“If everyone is thinking alike, then no one is thinking.” – Benjamin Franklin
My eldest son was looking at a mountain yesterday and asked me how people made the folds in it that extended from near the top all the way to the lake below. He said it looked like giant drapes pulled closed over the mountain.
In the course of explaining that those folds were likely formed when the mountain was formed and that man may not have had much if anything to do with it, he stopped me and said, “Well, man created just about everything else on earth, didn’t he?” I thought about it a bit and had to agree. Just about everything we know on earth was created by man in the not-too-distant past.
The world we know – the farmsteads and mighty cities, its fashions and customs, vehicles that move on its various surfaces and so on – are all the product of man’s ingenuity. Most were born out of conflicting ideas. The stronger ones survived and the weaker either became the seed for a newer and better idea or simply receded into the forgotten past.
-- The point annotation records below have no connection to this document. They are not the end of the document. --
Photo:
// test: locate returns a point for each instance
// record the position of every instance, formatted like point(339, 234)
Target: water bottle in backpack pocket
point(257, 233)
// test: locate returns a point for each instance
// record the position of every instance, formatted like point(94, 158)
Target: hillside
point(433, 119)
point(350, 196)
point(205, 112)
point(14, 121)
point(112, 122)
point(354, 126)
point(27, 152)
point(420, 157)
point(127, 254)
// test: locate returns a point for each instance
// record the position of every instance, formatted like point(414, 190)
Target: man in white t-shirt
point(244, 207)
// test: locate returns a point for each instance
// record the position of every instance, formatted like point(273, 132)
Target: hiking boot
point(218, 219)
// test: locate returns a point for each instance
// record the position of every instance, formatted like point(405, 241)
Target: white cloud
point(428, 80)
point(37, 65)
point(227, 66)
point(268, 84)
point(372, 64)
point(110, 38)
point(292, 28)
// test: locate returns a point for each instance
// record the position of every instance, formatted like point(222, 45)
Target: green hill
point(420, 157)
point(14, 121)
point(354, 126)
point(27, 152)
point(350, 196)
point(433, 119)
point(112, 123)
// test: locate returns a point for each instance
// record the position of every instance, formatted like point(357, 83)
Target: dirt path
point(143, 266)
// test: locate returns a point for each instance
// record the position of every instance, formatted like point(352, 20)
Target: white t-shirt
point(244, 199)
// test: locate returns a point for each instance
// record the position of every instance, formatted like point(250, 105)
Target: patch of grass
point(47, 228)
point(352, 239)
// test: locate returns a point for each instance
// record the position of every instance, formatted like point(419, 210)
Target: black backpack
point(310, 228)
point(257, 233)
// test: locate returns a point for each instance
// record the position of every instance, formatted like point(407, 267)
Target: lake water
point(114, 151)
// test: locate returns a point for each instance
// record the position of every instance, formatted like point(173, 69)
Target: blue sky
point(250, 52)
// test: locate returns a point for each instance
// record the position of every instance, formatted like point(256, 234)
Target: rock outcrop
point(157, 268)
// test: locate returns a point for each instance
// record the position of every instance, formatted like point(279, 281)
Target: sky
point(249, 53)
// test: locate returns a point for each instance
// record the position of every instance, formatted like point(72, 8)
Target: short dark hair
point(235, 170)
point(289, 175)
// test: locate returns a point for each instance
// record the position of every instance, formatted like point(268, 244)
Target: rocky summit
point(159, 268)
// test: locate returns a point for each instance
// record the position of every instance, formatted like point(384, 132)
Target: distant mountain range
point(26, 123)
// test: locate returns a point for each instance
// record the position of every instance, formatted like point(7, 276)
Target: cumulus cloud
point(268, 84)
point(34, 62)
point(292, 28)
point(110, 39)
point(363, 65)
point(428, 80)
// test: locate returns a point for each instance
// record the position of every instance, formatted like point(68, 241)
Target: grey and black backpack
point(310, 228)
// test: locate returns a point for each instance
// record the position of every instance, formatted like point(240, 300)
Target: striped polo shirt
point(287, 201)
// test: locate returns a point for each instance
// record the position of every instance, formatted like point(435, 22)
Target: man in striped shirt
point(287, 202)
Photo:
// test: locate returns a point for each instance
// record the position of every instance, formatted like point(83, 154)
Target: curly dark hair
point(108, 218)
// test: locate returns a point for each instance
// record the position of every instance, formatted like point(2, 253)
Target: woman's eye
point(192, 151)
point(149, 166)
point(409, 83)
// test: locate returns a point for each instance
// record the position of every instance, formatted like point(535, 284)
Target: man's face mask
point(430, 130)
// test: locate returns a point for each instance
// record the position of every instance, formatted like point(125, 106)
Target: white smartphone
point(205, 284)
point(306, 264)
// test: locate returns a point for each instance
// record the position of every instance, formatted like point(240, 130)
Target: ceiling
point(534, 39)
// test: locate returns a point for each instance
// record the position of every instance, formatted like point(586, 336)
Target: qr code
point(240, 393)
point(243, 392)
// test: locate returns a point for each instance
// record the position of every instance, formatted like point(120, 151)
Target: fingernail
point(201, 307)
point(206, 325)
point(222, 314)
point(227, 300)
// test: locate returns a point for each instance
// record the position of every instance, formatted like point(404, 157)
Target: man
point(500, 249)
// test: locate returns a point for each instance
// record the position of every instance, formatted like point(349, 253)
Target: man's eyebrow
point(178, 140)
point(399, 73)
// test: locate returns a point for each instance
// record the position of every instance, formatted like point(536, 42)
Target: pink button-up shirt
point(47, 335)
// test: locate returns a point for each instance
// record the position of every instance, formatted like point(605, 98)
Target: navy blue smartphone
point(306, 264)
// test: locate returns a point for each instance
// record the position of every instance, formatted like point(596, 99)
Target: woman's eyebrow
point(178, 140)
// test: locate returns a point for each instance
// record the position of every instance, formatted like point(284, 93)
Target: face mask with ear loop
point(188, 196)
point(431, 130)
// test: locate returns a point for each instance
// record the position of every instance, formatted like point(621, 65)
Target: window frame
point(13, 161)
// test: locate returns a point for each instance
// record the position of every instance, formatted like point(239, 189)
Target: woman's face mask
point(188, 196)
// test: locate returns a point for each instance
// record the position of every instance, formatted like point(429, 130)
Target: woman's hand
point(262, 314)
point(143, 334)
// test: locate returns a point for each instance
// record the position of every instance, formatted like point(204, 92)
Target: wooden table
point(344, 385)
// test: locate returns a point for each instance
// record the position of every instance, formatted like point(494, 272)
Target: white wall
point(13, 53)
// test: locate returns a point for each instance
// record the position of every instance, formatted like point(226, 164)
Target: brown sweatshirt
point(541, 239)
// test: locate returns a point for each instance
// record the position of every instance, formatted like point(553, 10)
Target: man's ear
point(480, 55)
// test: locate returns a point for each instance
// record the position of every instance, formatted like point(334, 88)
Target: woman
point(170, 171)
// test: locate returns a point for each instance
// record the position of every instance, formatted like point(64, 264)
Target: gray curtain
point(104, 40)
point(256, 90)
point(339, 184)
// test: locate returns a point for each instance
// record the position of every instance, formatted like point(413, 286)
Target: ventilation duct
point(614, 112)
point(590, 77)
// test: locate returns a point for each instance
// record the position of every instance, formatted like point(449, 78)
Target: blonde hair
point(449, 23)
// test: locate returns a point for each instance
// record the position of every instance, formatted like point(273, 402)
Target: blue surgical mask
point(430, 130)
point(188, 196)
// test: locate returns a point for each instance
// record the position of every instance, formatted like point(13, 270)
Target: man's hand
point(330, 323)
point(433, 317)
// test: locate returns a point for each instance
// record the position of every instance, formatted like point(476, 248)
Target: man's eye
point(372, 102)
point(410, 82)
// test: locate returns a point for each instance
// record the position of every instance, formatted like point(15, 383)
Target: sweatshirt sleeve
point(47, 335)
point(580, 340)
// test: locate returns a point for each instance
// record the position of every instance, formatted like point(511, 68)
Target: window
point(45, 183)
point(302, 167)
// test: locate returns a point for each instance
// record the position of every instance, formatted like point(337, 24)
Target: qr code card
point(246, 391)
Thinking created the world we live in and thinking will create the world our children live in.
My favorite place to work is at the confluence of discordant thoughts. I love seeing creativity clawing its way out of creative tension. More importantly, I love working with people who are passionate about what they think, yet wise enough to recognize and acknowledge what is fitting. Such a combination is rare, for most thus endowed tend toward obstinacy.
One of the secrets to harnessing creative tension lies in your ability to articulate and reiterate the goal or purpose shared by all. Absent this, tension quickly becomes counterproductive and those involved quickly become entrenched in the way they see it.